Reads the ProDiMo SED output including the analysis data.

prodimopy.read.read_starSpec(directory, filename='StarSpectrum.out', tarfile=None)[source]

Reads StarSpectrum.out

prodimopy.read.read_bgSpec(directory, filename='BgSpectrum.out', tarfile=None)[source]

Reads the BgSpectrum.out file.

Returns:

prodimopy.read.read_dust(directory, filename='dust_opac.out', tarfile=None)[source]

Reads dust_opac.out and if it exists dust_sigmaa.out. Does not read the dust composition yet

FIXME: reading of dust_opac.out should be in separate routine.

Return type:

DataDust

prodimopy.read.read_dust_sigmaa(directory, filename='dust_sigmaa.out', tarfile=None)[source]

Reads the radial surface density profiles for each grain size.

Parameters:
  • directory (str) – The directory where the file is located (the ProDiMo model directory).

  • filename (str) – The filename. Default: “dust_sigmaa.out”

prodimopy.read.calc_NHrad_oi(data)[source]

Calculates the radial column density from out to in (border of model space to star/center)

TODO: move this to utils

prodimopy.read.calc_surfd(data)[source]

Caluclates the gas and dust vertical surface densities at every point in the model.

Only one half of the disk is considered. If one needs the total surface density simply multiply the value from the midplane (zidx=0) by two.

TODO: make it “private” no need to use it directly.

prodimopy.read.analyse_chemistry(species, model, to_txt=True, td_fileIdx=None, filenameReactions='Reactions.out', filenameChemistry='chemanalysis.out', name=None, directory=None)[source]

Function that analyses the chemistry in a similar way to chemanalysis.pro.

Parameters:
  • species (str) – The species name one wants to analyze.

  • model (Data_ProDiMo) – the ProDiMo model data.
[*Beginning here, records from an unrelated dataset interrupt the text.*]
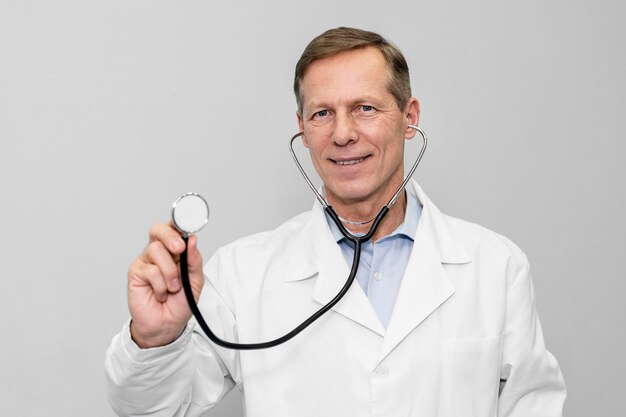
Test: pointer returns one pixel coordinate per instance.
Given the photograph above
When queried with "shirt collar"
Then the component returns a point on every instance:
(406, 229)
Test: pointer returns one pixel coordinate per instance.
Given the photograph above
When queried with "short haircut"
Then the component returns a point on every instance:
(342, 39)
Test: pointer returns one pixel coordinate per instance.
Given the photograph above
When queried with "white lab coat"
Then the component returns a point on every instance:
(463, 321)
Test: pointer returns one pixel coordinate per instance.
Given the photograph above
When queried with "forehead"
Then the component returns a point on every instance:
(345, 74)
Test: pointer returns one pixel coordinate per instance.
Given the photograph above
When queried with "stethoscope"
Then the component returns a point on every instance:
(190, 214)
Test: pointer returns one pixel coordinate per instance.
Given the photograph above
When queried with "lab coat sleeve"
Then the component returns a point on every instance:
(534, 384)
(184, 378)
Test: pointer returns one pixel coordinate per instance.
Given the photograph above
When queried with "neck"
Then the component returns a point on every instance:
(362, 212)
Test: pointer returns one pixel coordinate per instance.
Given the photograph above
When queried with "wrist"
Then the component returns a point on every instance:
(145, 340)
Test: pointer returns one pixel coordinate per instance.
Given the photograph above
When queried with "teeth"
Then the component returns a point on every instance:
(350, 162)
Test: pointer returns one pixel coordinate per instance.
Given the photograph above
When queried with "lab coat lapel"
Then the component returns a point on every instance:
(316, 255)
(425, 286)
(355, 306)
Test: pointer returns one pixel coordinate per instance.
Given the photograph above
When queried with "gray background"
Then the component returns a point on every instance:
(110, 110)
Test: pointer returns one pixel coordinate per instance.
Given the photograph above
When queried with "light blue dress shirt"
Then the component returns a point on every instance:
(383, 263)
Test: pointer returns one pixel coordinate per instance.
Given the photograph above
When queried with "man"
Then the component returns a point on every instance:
(442, 322)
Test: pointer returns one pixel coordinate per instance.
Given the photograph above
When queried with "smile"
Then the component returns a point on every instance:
(349, 161)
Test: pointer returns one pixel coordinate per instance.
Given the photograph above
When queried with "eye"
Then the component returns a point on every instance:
(320, 114)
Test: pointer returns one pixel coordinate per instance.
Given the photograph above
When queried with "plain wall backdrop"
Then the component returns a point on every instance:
(111, 109)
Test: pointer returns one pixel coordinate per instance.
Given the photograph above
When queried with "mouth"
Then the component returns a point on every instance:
(349, 161)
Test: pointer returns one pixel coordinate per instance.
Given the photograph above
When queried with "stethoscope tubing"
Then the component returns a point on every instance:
(356, 240)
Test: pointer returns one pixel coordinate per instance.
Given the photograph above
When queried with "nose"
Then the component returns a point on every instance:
(344, 130)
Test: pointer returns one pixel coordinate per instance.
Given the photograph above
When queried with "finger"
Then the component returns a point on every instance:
(194, 258)
(194, 261)
(157, 254)
(141, 274)
(169, 236)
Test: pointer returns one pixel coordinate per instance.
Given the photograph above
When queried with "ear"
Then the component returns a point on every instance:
(305, 142)
(412, 112)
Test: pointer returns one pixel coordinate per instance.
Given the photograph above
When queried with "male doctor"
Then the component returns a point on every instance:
(442, 321)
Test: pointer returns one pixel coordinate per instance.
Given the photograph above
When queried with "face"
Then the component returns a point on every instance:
(353, 127)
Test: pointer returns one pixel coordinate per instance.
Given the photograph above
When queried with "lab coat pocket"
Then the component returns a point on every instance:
(470, 376)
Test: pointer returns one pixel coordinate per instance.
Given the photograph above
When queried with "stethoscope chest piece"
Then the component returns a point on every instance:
(190, 213)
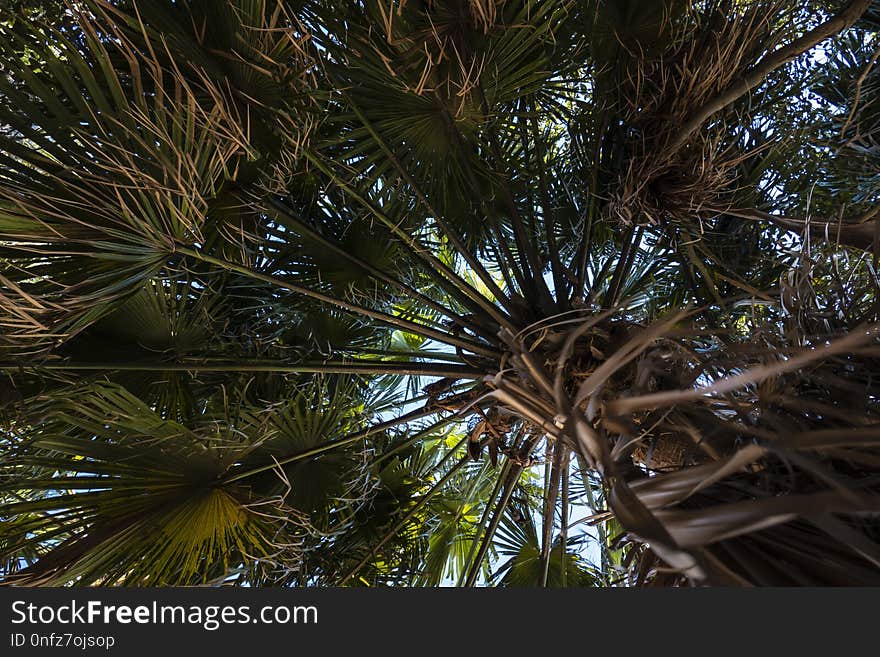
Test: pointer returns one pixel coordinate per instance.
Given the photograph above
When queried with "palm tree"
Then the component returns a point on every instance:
(439, 292)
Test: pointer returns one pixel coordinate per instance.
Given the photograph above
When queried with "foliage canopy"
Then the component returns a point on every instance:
(423, 292)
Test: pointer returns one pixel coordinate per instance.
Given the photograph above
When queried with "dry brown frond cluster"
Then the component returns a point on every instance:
(707, 56)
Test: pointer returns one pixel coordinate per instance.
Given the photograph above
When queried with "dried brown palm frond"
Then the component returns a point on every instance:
(707, 52)
(131, 163)
(702, 454)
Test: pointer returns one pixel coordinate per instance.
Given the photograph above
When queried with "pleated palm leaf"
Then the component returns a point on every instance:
(566, 234)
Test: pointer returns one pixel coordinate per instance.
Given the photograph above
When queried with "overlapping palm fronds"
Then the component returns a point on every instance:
(443, 292)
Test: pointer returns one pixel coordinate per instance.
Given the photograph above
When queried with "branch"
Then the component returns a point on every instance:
(843, 20)
(364, 367)
(859, 232)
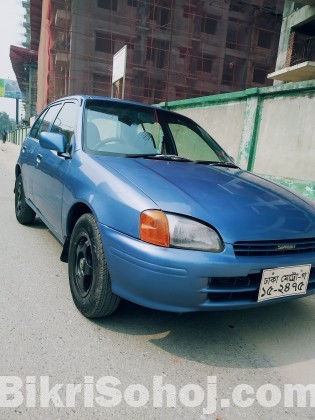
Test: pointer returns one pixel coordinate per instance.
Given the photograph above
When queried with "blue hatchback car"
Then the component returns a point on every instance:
(151, 209)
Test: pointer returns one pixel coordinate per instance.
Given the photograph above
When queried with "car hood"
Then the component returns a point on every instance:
(239, 204)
  • to_txt (boolean) – Write info about formation and destruction reactions for the selecte molecule to a txt file. Default: True

  • td_fileIdx (str) – For time-dependent chemanalysis. Provide here the idx for the timestep. E.g. “0001” for the first one.

  • todo:: (..) –

    • name and directory are not used anymore (I think) can be removed

Returns:

Object that holds all the required information and can be use for the plotting routines or for reac_rates_ix_iz()

Return type:

prodimopy.read.Chemistry

prodimopy.read.reac_rates_ix_iz(model, chemana, ix=None, iz=None, locau=None)[source]

Function that analyses the chemana manually via a point-by-point analysis for a given species. Shows the most important formation and destruction rates for the given point ix,iz (or in au via Parameter locau).

Parameters:
  • model (Data_ProDiMo) – the model data

  • chemana (Chemistry) – data resulting from analyse_chemistry() on a single species

  • ix (int) – ix corresponding to desired radial location in grid, starting at 0

  • iz (int) – iz corresponding to desired radial location in grid, starting at 0

  • locau (array_like) – the desired coordinates in au [x,z]. The routine then finds the closest grid point for those coordinates.